La planète se réchauffe, l’eau manque déjà, les déchets s’accumulent.Mais que fait la politique ? La politique a un problème. Elle a son rythme propre qui n’est pas forcément celui de la planète. Il est dicté par la pression des médias et la succession d’échéances électorales rapprochées. Trop souvent, les seuls sujets dignes d’intérêt sont ceux qui s’inscrivent dans le très court terme et permettent d’espérer une reprise immédiate. Les autres sujets sont renvoyés à plus tard, jusqu’à ce que l’actualité impose leur traitement à chaud, dans les pires conditions.

Il est temps de passer de cette politique jetable à une politique durable. Une politique durable, c’est une politique de responsabilité dont les conséquences restent soutenables dans le temps. Une politique durable, c’est une politique du temps long qui accepte l’anticipation et le débat autour d’enjeux qui ne sont pas encore brûlants. En effet, la politique doit refuser de fonctionner dans l’urgence que voudraient lui imposer les acteurs du marché. Aller vite, c’est trop souvent se plier aux logiques marchandes. La démocratie, l’évaluation et la délibération nécessitent du temps.

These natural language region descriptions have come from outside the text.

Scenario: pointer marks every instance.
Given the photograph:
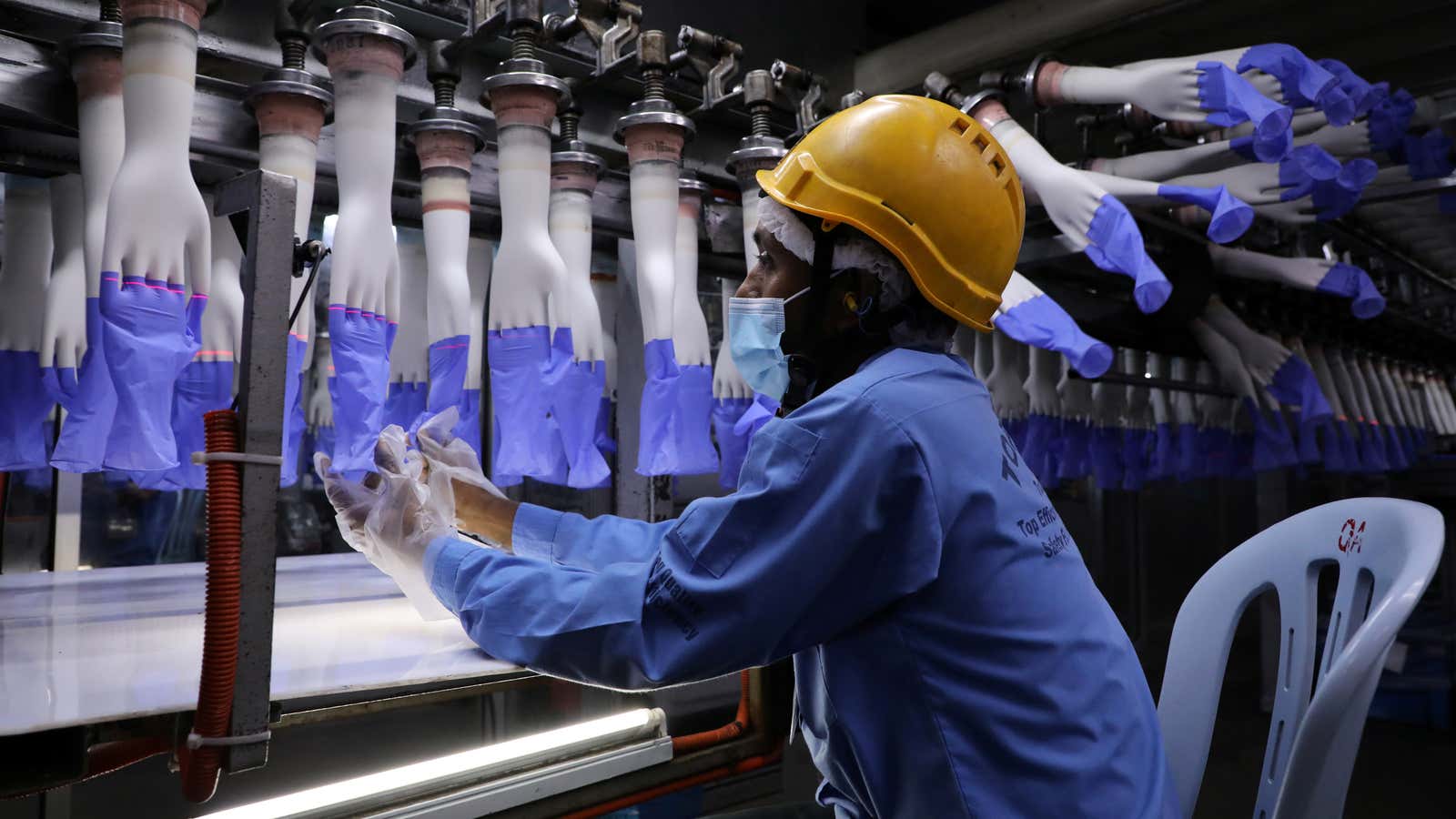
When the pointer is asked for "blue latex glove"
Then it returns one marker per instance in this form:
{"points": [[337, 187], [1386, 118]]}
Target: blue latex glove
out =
{"points": [[692, 421], [1307, 442], [1361, 94], [357, 387], [24, 409], [1401, 438], [524, 443], [405, 404], [1106, 452], [1135, 460], [1353, 283], [1077, 440], [756, 416], [606, 443], [1429, 157], [657, 452], [1337, 197], [1117, 247], [1334, 445], [499, 477], [1164, 460], [201, 388], [470, 426], [1273, 445], [293, 421], [40, 479], [1349, 450], [1230, 215], [150, 331], [732, 448], [1219, 452], [1230, 99], [1187, 464], [575, 399], [1372, 448], [1390, 120], [1305, 84], [1043, 324], [1295, 383], [91, 402], [449, 360]]}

La démocratie, la délibération collective, ce ne sont pas seulement des mots, des passages obligés. En matière environnementale, plus encore que dans d’autres domaines, c’est l’opinion publique qui donne toute leur force aux dirigeants.

Face aux groupes de pression, il n’est pas d’autre voie que celle-là. Il suffit pour s’en convaincre d’observer ce qui a été réalisé en quinze ans face au formidable lobby du tabac. C’est cette alliance entre gouvernants responsables et mobilisation citoyenne à laquelle nous invite Ségolène Royal qui, plus tôt que d’autres, a perçu les enjeux et les moyens d’y répondre.